Re: [rfc v2 00/10] ipvs network name space (netns) aware

To: Simon Horman <horms@xxxxxxxxxxxx>
Subject: Re: [rfc v2 00/10] ipvs network name space (netns) aware
Cc: lvs-devel@xxxxxxxxxxxxxxx, netdev@xxxxxxxxxxxxxxx, netfilter-devel@xxxxxxxxxxxxxxx, Hans Schillstrom <hans.schillstrom@xxxxxxxxxxxx>, Daniel Lezcano <daniel.lezcano@xxxxxxx>, Wensong Zhang <wensong@xxxxxxxxxxxx>
From: Julian Anastasov <ja@xxxxxx>
Date: Sat, 23 Oct 2010 12:04:06 +0300 (EEST)


On Fri, 22 Oct 2010, Simon Horman wrote:

Hi Hans,

this is a re-base of your patch-set against the current nf-next-2.6 tree,
which includes all the changes currently queued for 2.6.37-rc1 and nothing

I also removed the BUG_ON() statements and incorported various
suggestions that were made in response to your original post.

It is compile tested only (partly because I am in an areoplane).

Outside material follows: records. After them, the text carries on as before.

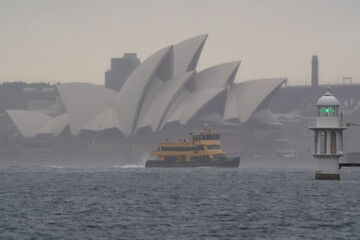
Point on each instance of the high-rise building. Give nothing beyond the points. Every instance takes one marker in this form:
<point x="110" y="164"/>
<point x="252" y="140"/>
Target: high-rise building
<point x="121" y="68"/>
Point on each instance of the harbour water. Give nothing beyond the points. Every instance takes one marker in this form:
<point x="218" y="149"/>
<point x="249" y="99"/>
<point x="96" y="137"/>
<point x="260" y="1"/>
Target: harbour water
<point x="204" y="203"/>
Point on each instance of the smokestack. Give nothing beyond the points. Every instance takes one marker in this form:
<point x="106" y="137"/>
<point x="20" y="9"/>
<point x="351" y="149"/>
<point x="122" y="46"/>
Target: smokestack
<point x="315" y="72"/>
<point x="315" y="79"/>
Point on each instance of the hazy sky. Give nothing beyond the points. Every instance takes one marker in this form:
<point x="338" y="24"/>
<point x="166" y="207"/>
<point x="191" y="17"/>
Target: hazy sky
<point x="73" y="40"/>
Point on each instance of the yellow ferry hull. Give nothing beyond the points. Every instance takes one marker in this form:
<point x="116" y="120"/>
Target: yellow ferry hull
<point x="223" y="163"/>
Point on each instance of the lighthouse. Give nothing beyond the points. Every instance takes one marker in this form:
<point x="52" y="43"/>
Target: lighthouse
<point x="327" y="129"/>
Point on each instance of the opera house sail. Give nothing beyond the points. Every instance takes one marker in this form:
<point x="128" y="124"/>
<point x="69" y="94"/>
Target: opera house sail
<point x="164" y="96"/>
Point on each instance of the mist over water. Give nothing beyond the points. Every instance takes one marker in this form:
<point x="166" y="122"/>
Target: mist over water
<point x="204" y="203"/>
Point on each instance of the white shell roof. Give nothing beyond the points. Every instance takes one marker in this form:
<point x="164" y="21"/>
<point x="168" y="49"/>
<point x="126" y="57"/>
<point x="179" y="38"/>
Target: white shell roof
<point x="248" y="96"/>
<point x="217" y="76"/>
<point x="104" y="120"/>
<point x="83" y="102"/>
<point x="160" y="105"/>
<point x="328" y="100"/>
<point x="163" y="89"/>
<point x="192" y="104"/>
<point x="56" y="125"/>
<point x="130" y="98"/>
<point x="187" y="53"/>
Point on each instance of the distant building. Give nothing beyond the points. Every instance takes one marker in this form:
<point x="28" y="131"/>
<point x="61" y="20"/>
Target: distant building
<point x="121" y="68"/>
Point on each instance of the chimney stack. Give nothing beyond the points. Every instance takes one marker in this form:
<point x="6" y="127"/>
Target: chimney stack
<point x="315" y="78"/>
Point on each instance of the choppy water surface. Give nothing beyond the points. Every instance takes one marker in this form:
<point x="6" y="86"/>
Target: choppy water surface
<point x="138" y="203"/>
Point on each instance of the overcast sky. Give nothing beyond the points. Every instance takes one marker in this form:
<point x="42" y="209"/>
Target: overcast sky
<point x="73" y="40"/>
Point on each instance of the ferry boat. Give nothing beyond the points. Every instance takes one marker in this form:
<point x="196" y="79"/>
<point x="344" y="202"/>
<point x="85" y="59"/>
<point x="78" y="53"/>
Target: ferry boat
<point x="200" y="150"/>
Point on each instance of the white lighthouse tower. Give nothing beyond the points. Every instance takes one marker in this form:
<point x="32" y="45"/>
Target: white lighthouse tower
<point x="327" y="129"/>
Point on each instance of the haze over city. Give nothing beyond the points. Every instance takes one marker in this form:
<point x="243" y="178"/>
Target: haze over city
<point x="73" y="41"/>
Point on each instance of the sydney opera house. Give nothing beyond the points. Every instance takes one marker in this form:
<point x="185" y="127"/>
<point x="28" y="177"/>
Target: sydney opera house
<point x="165" y="96"/>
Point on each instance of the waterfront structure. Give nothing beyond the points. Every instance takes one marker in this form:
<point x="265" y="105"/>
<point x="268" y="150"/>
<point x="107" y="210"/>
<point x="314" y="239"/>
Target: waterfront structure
<point x="164" y="89"/>
<point x="328" y="142"/>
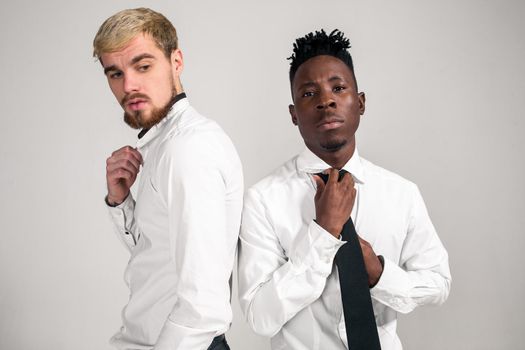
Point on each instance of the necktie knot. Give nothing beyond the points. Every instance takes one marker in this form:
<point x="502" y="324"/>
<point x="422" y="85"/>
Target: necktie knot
<point x="324" y="176"/>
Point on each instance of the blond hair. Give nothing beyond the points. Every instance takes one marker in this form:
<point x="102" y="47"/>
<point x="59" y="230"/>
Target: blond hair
<point x="118" y="30"/>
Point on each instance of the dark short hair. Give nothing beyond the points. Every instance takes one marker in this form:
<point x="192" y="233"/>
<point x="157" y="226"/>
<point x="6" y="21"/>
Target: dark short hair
<point x="317" y="44"/>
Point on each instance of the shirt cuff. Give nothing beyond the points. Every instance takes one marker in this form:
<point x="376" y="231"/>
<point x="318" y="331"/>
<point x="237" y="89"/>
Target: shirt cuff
<point x="316" y="249"/>
<point x="393" y="288"/>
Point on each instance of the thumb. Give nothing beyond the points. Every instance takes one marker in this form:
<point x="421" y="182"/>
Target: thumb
<point x="320" y="186"/>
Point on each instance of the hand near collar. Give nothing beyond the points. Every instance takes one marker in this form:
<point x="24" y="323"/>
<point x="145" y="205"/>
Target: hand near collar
<point x="334" y="201"/>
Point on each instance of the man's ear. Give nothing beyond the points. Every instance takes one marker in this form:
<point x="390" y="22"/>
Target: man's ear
<point x="362" y="100"/>
<point x="177" y="62"/>
<point x="291" y="109"/>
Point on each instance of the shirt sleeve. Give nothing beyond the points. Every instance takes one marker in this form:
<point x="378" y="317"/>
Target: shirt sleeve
<point x="124" y="222"/>
<point x="273" y="288"/>
<point x="200" y="183"/>
<point x="423" y="275"/>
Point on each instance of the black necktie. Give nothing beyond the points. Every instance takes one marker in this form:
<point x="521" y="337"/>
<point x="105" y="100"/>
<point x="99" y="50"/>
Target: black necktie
<point x="361" y="329"/>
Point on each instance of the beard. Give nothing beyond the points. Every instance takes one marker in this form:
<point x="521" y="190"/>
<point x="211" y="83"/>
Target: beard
<point x="137" y="119"/>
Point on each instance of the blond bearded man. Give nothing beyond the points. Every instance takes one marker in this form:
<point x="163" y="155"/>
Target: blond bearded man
<point x="182" y="226"/>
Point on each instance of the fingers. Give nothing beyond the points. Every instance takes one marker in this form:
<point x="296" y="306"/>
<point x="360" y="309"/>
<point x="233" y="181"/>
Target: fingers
<point x="117" y="174"/>
<point x="127" y="152"/>
<point x="126" y="164"/>
<point x="333" y="176"/>
<point x="320" y="185"/>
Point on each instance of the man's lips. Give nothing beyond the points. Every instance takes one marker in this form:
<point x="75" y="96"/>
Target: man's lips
<point x="330" y="123"/>
<point x="136" y="104"/>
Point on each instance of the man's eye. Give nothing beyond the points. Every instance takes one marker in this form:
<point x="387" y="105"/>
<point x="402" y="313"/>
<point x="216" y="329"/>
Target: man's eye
<point x="115" y="75"/>
<point x="308" y="94"/>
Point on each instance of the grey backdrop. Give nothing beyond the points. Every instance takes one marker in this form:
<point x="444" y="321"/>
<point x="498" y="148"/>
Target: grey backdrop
<point x="445" y="100"/>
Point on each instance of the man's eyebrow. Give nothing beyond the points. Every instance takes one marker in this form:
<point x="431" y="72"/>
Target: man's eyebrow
<point x="307" y="84"/>
<point x="141" y="57"/>
<point x="133" y="61"/>
<point x="109" y="68"/>
<point x="335" y="77"/>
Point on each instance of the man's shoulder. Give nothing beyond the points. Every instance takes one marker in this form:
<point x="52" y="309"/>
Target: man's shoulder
<point x="193" y="137"/>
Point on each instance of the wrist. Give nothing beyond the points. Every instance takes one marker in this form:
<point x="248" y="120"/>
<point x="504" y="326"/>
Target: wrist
<point x="113" y="202"/>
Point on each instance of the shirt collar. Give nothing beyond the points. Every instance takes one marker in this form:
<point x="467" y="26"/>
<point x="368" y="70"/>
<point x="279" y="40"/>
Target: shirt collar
<point x="146" y="135"/>
<point x="308" y="162"/>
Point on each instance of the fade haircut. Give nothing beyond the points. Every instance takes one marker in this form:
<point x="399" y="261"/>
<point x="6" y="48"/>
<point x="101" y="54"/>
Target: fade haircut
<point x="312" y="45"/>
<point x="118" y="30"/>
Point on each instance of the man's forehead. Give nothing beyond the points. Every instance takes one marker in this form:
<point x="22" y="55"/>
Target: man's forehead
<point x="321" y="67"/>
<point x="141" y="46"/>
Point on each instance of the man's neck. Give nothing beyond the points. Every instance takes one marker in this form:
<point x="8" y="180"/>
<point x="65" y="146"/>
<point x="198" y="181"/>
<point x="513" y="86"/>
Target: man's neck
<point x="339" y="158"/>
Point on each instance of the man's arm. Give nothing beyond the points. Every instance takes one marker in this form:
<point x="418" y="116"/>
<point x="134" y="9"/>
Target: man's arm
<point x="423" y="275"/>
<point x="196" y="181"/>
<point x="275" y="285"/>
<point x="122" y="168"/>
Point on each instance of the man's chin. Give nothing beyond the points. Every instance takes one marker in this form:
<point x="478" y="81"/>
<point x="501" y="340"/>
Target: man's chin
<point x="333" y="145"/>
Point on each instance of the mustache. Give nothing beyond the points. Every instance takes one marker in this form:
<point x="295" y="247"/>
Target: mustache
<point x="126" y="98"/>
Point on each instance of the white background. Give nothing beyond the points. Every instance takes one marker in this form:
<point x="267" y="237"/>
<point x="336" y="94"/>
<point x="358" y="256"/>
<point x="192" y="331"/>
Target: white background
<point x="445" y="108"/>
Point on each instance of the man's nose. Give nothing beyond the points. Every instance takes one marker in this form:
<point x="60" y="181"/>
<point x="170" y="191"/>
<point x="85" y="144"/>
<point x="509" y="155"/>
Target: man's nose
<point x="131" y="83"/>
<point x="326" y="99"/>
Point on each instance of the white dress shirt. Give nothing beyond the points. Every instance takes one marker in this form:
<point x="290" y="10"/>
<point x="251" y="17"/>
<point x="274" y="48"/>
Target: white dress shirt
<point x="182" y="232"/>
<point x="288" y="283"/>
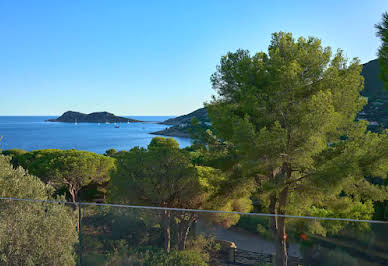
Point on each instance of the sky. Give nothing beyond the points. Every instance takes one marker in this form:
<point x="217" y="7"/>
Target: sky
<point x="152" y="57"/>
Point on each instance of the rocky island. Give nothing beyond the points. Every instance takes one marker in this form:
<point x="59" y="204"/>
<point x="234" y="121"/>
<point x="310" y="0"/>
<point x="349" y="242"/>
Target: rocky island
<point x="97" y="117"/>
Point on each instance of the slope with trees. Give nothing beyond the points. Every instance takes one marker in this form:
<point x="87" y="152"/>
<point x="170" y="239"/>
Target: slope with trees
<point x="33" y="233"/>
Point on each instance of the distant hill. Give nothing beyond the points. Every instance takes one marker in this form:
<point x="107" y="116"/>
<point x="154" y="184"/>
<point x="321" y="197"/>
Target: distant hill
<point x="200" y="114"/>
<point x="98" y="117"/>
<point x="376" y="111"/>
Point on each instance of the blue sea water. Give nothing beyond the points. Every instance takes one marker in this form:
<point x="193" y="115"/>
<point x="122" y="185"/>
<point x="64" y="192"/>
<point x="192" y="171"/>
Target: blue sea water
<point x="33" y="133"/>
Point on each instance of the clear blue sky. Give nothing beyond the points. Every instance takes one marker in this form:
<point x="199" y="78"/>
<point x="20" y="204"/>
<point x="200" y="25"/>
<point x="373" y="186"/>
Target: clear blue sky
<point x="152" y="57"/>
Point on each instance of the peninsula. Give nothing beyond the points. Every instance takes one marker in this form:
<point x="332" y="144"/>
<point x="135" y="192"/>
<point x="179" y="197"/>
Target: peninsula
<point x="97" y="117"/>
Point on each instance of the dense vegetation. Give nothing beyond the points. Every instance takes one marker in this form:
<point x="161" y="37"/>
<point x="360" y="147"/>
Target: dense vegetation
<point x="285" y="139"/>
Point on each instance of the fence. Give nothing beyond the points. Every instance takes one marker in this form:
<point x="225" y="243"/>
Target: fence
<point x="34" y="231"/>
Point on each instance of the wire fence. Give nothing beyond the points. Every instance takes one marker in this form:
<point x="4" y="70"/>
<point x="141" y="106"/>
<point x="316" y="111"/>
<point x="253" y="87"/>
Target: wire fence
<point x="195" y="210"/>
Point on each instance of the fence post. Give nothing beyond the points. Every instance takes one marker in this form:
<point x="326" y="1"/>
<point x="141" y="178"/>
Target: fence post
<point x="80" y="233"/>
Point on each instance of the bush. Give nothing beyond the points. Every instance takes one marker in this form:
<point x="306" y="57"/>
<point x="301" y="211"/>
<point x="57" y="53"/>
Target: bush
<point x="155" y="256"/>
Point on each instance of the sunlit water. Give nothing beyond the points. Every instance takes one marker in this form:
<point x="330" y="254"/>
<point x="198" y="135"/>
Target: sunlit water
<point x="33" y="133"/>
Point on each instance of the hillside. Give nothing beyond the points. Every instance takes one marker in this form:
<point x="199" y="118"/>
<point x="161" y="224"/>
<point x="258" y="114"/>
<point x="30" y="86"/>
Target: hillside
<point x="376" y="111"/>
<point x="181" y="125"/>
<point x="97" y="117"/>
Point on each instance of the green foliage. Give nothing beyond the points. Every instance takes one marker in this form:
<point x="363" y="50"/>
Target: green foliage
<point x="13" y="152"/>
<point x="110" y="152"/>
<point x="288" y="117"/>
<point x="33" y="233"/>
<point x="152" y="256"/>
<point x="68" y="168"/>
<point x="281" y="111"/>
<point x="382" y="33"/>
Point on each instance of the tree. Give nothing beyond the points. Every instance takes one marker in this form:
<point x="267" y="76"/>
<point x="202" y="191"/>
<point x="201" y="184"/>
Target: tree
<point x="164" y="175"/>
<point x="70" y="168"/>
<point x="33" y="233"/>
<point x="290" y="117"/>
<point x="382" y="33"/>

I have not re-split the patches into logical units.
Having worked with these patches a bit, I really think
that split needs to occur.

For the benefit of others, your original cover email is below,
updated as appropriate.


This patch series adds network name space (netns) support to the LVS.


This is version 2


The patch doesn't remove or add any functionality except for netns.
For users that don't use network name space (netns) this patch is
completely transparent.

No it's possible to run LVS in a Linux container (see lxc-tools)
i.e.  a light weight virtualization. For example it's possible to run
one or several lvs on a real server in their own network name spaces.
From the LVS point of view it looks like it runs on it's own machine.

Basic requirements for netns awareness
- Global variables has to be moved to dyn. allocated memory.

Most global variables now resides in a struct ipvs { } in netns/ip_vs.h.
What is moved and what is not ?

Some cache aligned locks are still in global, module init params and some 

Algorithm files they are untouched.

Drop rate in ip_vs_ctl per netns or grand total ?

        If different containers can have different memory limit
we should restrict their memory with per-ns limits
and variables, i.e. DoS logic per-ns.

Should more lock variables be moved (or less) ?

Include files,
A new file added include/net/netns/ip_vs.h containg all netns specific data.
include/net/net_namespce.h, pointer to "struct ipvs"  added.
include/net/ip_vs.h a new struct added, and many prototypes changed.

* ip_vs_core.c
All netns init origins from this file - ip_vs_init()

* ip_vs_conn.c
Lock array for conn table is kept due to performance,
(or am I wrong here ?).
"static struct ip_vs_aligned_lock
__ip_vs_conntbl_lock_array[CT_LOCKARRAY_SIZE] __cacheline_aligned;"

* ip_vs_ctl.c
drop_ rate is still global

        May be should be per-ns

This patch have been running for a month now with three LVS/machine
one in root name-space and two in other name-space.
Both IPv4 & IPv6 have been tested in all three modes DR/TUN and NAT
Only a limited set of algos have been used (read rr).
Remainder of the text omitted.